Whom I have sent again: thou therefore receive him, that is, mine own bowels:
Whom I would have retained with me, that in thy stead he might have ministered unto me in the bonds of the gospel.
But without thy mind would I do nothing; that thy benefit should not be as it were of necessity, but willingly.
There is a gentle bit of humor in Paul’s words here.
Onesimus had once been anything but helpful. He had stolen from Philemon and run away. As a slave he had been unreliable, dishonest, and ultimately useless to the household he belonged to.
But Paul now writes something that surely would have made Philemon pause.
“Which in time past was to thee unprofitable, but now profitable to thee and to me.”
The wordplay would not have been missed.
The name Onesimus literally means profitable.
At one time, the man named “Profitable” had been anything but. Yet something had changed. The gospel had reached his heart. The runaway had become a brother. The thief had become a servant.
Now the man whose name meant “useful” was finally living up to it.
Paul then explains that he is sending Onesimus back.
That must have been a difficult moment. Onesimus had become a great help to Paul.

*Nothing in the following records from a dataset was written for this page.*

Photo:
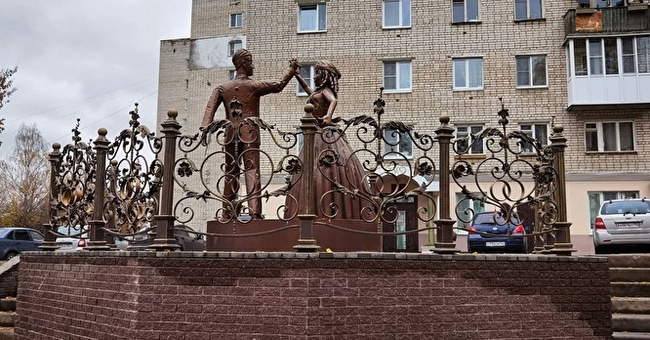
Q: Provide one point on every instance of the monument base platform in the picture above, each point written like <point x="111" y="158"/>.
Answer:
<point x="276" y="235"/>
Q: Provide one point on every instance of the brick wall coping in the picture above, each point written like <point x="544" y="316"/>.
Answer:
<point x="9" y="264"/>
<point x="339" y="255"/>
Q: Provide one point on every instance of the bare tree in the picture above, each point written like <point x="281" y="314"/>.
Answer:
<point x="6" y="89"/>
<point x="6" y="85"/>
<point x="24" y="180"/>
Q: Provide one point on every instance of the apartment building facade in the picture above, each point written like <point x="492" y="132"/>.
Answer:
<point x="584" y="65"/>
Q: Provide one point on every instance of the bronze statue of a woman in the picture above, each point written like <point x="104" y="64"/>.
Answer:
<point x="330" y="143"/>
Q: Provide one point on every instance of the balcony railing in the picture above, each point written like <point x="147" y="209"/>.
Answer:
<point x="633" y="18"/>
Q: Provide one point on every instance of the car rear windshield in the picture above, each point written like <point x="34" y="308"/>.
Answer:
<point x="492" y="219"/>
<point x="625" y="207"/>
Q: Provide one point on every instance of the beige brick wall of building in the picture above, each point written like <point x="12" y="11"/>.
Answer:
<point x="356" y="43"/>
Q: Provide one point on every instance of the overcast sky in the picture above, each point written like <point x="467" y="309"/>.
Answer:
<point x="87" y="59"/>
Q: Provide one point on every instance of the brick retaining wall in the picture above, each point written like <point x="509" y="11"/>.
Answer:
<point x="291" y="296"/>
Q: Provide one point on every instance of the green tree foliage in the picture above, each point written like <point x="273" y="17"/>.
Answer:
<point x="24" y="181"/>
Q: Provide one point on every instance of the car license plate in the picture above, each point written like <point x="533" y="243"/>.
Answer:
<point x="628" y="225"/>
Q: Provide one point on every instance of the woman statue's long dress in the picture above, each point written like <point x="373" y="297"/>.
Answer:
<point x="329" y="145"/>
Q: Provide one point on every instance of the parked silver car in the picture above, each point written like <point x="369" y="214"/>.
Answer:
<point x="75" y="239"/>
<point x="622" y="222"/>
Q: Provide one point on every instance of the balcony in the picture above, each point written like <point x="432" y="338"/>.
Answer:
<point x="613" y="20"/>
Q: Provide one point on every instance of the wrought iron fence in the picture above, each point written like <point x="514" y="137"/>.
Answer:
<point x="324" y="184"/>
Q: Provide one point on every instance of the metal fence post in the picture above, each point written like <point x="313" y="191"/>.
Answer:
<point x="563" y="244"/>
<point x="306" y="212"/>
<point x="49" y="243"/>
<point x="97" y="225"/>
<point x="164" y="220"/>
<point x="445" y="243"/>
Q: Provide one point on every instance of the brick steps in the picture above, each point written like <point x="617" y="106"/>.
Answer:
<point x="633" y="305"/>
<point x="631" y="336"/>
<point x="630" y="292"/>
<point x="632" y="289"/>
<point x="631" y="322"/>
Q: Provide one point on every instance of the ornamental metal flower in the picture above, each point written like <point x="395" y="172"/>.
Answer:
<point x="184" y="169"/>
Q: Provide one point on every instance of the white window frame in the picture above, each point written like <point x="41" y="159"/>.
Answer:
<point x="399" y="74"/>
<point x="232" y="46"/>
<point x="236" y="20"/>
<point x="531" y="131"/>
<point x="465" y="64"/>
<point x="404" y="5"/>
<point x="465" y="14"/>
<point x="474" y="204"/>
<point x="392" y="144"/>
<point x="603" y="196"/>
<point x="300" y="140"/>
<point x="321" y="10"/>
<point x="528" y="14"/>
<point x="310" y="80"/>
<point x="598" y="129"/>
<point x="531" y="71"/>
<point x="599" y="57"/>
<point x="465" y="130"/>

While Paul sat chained under Roman guard, Onesimus had served him, encouraged him, and assisted him in practical ways.
Paul even says that keeping Onesimus would have been like having Philemon himself there helping him.

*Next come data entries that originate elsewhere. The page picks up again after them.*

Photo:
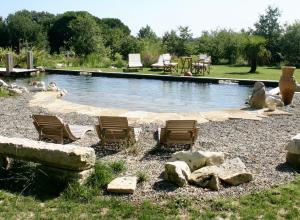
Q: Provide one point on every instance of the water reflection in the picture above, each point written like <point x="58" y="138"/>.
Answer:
<point x="148" y="95"/>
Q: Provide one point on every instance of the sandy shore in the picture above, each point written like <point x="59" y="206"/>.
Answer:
<point x="259" y="144"/>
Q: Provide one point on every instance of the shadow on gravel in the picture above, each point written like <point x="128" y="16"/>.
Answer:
<point x="27" y="179"/>
<point x="286" y="168"/>
<point x="102" y="151"/>
<point x="164" y="186"/>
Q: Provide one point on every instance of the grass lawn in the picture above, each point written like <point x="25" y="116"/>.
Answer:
<point x="4" y="93"/>
<point x="90" y="201"/>
<point x="217" y="71"/>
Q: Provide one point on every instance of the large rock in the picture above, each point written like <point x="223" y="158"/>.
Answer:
<point x="3" y="84"/>
<point x="122" y="185"/>
<point x="198" y="159"/>
<point x="232" y="172"/>
<point x="66" y="176"/>
<point x="294" y="145"/>
<point x="69" y="157"/>
<point x="177" y="172"/>
<point x="205" y="180"/>
<point x="258" y="97"/>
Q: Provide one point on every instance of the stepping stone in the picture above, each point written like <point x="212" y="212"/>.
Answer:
<point x="123" y="185"/>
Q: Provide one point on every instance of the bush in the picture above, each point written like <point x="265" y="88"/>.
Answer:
<point x="142" y="177"/>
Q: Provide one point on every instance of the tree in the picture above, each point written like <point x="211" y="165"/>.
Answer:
<point x="3" y="34"/>
<point x="86" y="36"/>
<point x="269" y="27"/>
<point x="178" y="44"/>
<point x="114" y="31"/>
<point x="290" y="44"/>
<point x="129" y="44"/>
<point x="61" y="32"/>
<point x="254" y="49"/>
<point x="23" y="31"/>
<point x="147" y="33"/>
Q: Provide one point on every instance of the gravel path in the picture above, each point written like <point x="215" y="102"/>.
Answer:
<point x="260" y="145"/>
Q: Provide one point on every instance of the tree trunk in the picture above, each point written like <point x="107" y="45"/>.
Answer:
<point x="253" y="65"/>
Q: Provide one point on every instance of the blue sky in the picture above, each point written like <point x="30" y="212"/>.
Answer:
<point x="164" y="15"/>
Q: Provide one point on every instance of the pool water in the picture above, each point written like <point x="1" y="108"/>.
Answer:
<point x="148" y="95"/>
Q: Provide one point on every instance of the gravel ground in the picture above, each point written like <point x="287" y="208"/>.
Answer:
<point x="259" y="144"/>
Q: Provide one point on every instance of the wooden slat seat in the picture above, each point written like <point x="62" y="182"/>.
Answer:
<point x="113" y="129"/>
<point x="178" y="132"/>
<point x="52" y="127"/>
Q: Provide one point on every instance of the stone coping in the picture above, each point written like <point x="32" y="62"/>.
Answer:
<point x="50" y="101"/>
<point x="268" y="83"/>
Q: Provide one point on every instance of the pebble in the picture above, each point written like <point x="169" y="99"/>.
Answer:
<point x="259" y="144"/>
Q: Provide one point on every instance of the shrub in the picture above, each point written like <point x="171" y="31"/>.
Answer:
<point x="142" y="177"/>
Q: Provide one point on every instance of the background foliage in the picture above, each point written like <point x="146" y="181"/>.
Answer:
<point x="79" y="38"/>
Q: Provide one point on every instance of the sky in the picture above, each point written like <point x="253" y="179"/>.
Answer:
<point x="165" y="15"/>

But Paul refuses to act without Philemon’s consent.
“Without thy mind would I do nothing.”
Paul understood something important about real goodness.
Goodness loses its beauty when it is forced.
A gift that is demanded is no longer a gift. A kindness that is compelled loses the warmth that makes it meaningful.
Paul wanted Philemon’s response to come freely.
Not out of pressure.
Not out of obligation.
But out of love.
That is how the Lord Himself works with us.
God does not force devotion. He invites it. He draws the heart rather than driving it. And when love responds willingly, what follows is far more beautiful than anything that could have been required.
Onesimus had once been unprofitable.
Now he had become a living example of what grace can do.